A state law required candidates for specific state offices to certify that they had taken a drug test and the results were negative. The test date is scheduled by the candidate anytime within 30 days prior to ballot qualification.
Whether the government’s process is designed to pursue the “special needs” set out in the statute?
No. The process the government attempted to implement is too inefficient to constitute an effective test.

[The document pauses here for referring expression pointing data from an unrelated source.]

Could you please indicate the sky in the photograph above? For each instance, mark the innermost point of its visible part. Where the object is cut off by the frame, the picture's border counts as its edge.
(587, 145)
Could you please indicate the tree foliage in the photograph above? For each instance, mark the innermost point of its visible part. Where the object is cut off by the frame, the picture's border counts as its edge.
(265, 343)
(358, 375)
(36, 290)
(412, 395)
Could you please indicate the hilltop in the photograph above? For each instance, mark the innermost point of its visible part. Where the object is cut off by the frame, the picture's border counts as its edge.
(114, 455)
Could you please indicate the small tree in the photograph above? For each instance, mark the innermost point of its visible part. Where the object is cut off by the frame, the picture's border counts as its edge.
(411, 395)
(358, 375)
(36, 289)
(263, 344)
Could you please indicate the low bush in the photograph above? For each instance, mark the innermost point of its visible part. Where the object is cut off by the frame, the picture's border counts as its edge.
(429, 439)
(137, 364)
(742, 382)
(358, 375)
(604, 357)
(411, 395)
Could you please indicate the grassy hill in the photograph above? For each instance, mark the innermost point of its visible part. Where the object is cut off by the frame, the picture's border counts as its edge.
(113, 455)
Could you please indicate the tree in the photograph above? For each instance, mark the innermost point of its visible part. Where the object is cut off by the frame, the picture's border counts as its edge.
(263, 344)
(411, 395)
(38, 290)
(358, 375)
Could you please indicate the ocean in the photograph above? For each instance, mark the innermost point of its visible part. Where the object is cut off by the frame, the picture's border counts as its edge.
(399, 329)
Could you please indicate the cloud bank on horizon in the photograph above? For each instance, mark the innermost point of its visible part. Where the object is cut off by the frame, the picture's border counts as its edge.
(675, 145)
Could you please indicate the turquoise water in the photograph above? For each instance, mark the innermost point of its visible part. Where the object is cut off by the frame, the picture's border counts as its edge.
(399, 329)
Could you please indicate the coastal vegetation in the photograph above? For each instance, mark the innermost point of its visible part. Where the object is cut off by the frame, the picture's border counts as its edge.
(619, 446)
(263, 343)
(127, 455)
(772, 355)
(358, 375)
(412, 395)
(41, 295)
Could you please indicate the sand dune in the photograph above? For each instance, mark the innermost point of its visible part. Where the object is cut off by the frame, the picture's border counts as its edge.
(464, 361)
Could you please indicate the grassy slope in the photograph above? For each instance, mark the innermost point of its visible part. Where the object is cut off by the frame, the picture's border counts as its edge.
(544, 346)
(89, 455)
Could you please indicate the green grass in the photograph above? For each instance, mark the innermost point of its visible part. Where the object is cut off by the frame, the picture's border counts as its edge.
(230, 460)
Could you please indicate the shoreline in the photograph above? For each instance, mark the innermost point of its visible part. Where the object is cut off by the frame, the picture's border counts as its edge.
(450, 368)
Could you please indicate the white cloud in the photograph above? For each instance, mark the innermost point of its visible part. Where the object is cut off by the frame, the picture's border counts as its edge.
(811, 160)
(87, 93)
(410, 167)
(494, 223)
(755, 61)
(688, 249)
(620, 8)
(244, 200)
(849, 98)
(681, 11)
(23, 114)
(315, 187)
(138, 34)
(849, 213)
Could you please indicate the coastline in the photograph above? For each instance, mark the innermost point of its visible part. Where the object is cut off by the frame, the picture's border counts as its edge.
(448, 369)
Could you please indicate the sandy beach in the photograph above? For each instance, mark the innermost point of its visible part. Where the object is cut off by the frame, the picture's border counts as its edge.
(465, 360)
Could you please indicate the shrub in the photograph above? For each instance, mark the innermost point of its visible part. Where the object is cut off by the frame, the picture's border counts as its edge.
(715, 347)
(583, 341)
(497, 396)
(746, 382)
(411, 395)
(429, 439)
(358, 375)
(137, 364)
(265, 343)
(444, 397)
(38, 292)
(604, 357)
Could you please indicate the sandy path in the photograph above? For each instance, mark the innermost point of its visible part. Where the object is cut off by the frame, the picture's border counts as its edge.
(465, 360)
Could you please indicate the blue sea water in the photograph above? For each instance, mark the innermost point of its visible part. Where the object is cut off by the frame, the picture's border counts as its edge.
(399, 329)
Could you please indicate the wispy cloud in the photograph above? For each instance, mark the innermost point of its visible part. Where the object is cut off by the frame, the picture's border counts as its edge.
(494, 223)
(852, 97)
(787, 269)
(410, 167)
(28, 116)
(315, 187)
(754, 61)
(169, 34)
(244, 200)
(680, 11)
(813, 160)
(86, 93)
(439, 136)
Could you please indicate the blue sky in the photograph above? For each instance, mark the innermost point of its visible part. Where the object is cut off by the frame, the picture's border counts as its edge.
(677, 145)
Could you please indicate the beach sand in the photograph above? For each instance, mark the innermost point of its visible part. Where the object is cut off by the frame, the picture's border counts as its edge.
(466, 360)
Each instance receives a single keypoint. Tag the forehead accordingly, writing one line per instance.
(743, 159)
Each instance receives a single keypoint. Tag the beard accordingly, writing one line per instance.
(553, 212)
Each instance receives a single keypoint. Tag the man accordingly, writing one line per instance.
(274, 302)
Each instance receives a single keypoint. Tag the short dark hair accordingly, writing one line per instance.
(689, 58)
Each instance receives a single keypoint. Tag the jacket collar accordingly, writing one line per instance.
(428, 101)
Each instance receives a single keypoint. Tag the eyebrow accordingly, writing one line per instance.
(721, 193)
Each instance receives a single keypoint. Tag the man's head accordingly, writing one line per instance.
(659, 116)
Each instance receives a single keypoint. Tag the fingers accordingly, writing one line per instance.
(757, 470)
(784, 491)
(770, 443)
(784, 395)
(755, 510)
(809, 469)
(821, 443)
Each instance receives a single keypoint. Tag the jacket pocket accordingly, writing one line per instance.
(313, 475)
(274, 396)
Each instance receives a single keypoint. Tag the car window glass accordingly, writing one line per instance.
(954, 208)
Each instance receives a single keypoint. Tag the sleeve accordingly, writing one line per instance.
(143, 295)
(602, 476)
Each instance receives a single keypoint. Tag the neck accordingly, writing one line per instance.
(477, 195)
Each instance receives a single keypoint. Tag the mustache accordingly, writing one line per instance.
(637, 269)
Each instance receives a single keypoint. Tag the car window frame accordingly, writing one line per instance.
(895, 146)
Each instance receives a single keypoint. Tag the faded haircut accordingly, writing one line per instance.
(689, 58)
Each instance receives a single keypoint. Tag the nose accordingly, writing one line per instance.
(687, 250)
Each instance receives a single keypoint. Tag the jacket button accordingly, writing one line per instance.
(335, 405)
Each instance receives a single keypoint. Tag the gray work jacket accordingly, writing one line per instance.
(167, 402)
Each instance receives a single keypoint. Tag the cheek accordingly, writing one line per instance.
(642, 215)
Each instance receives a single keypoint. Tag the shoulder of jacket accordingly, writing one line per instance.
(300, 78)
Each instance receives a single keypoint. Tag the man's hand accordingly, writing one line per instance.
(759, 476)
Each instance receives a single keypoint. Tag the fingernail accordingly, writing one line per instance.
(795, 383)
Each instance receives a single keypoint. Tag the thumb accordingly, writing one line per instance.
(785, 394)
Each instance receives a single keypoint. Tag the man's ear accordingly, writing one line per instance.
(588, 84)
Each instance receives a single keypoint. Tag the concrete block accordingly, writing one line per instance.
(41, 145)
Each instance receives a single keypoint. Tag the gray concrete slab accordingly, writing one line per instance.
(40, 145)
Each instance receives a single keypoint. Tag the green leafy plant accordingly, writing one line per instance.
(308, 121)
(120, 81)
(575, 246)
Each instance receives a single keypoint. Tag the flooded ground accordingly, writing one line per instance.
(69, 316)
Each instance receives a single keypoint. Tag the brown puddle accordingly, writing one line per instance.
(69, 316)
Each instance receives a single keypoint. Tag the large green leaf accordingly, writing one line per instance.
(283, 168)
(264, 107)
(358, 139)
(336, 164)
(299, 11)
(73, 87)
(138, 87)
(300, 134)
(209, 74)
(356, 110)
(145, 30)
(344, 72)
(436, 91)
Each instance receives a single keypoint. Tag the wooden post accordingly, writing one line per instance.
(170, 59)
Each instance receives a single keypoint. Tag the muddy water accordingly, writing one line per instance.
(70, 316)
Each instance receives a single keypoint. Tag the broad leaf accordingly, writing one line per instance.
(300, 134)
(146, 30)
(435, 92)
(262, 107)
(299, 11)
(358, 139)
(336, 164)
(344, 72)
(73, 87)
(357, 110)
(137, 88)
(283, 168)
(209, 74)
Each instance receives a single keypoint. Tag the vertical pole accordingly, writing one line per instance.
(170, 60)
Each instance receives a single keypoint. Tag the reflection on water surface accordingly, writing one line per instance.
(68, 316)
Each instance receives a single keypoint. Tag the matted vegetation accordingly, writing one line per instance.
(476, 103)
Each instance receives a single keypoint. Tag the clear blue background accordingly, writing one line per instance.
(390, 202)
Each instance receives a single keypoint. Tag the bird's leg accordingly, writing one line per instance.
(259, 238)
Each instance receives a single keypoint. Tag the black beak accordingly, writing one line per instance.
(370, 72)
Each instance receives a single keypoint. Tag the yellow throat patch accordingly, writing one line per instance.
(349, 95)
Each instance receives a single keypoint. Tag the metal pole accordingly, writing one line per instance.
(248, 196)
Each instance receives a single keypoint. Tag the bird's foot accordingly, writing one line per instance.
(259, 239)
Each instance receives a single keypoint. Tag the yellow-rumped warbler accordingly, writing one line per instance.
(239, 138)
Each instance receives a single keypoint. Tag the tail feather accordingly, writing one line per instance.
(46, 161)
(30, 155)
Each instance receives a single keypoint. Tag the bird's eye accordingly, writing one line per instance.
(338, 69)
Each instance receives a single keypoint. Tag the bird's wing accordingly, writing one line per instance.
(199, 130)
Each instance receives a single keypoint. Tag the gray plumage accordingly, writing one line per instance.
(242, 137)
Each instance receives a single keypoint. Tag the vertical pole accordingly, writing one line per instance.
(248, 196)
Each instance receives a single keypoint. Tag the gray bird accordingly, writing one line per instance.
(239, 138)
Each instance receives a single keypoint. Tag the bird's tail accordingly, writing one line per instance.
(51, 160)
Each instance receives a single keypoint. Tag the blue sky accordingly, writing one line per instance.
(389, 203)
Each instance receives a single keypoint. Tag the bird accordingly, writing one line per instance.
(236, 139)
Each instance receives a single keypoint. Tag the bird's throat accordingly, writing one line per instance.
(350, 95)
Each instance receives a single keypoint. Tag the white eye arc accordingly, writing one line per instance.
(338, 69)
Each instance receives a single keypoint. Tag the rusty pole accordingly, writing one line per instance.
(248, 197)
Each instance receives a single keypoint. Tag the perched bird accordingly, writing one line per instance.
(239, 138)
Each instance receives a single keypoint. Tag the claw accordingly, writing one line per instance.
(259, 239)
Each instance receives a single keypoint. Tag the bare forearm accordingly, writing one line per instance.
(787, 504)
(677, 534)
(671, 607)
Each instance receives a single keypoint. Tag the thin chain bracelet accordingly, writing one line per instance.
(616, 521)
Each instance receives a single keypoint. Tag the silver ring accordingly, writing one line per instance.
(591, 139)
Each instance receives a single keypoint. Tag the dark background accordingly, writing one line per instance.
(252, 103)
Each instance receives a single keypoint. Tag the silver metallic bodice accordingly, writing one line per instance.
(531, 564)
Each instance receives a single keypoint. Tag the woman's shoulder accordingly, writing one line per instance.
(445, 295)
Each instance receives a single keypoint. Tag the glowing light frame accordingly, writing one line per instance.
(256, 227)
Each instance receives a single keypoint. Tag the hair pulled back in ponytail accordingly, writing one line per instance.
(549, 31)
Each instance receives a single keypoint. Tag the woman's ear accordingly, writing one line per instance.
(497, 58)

The Court held that “[W]hen such ‘special needs’–concerns other than crime detection–are alleged in justification of a Fourth Amendment intrusion, courts must undertake a context specific inquiry, examining closely the competing private and public interests advanced by the parties.” Where the public interests are substantial (as in Skinner, Vernonia and Von Raab), such warrantless, suspicionless searches are reasonable. However, each of these cases was warranted by a “special need.” In the case at hand, the Court noted that “Georgia’s certification requirement is not well designed to identify candidates who violate antidrug laws.” Candidates subject to the statute have notice of when the drug test is taking place. In fact, the candidates themselves schedule the drug tests. The government’s claim that these warrantless, suspicionless, special needs searches deters drug users from gaining high office within the state was not very persuasive. Likewise, the Court held that the state could produce no evidence that it currently had drug problems among its elected officials or that their officials perform risky, safety sensitive tasks.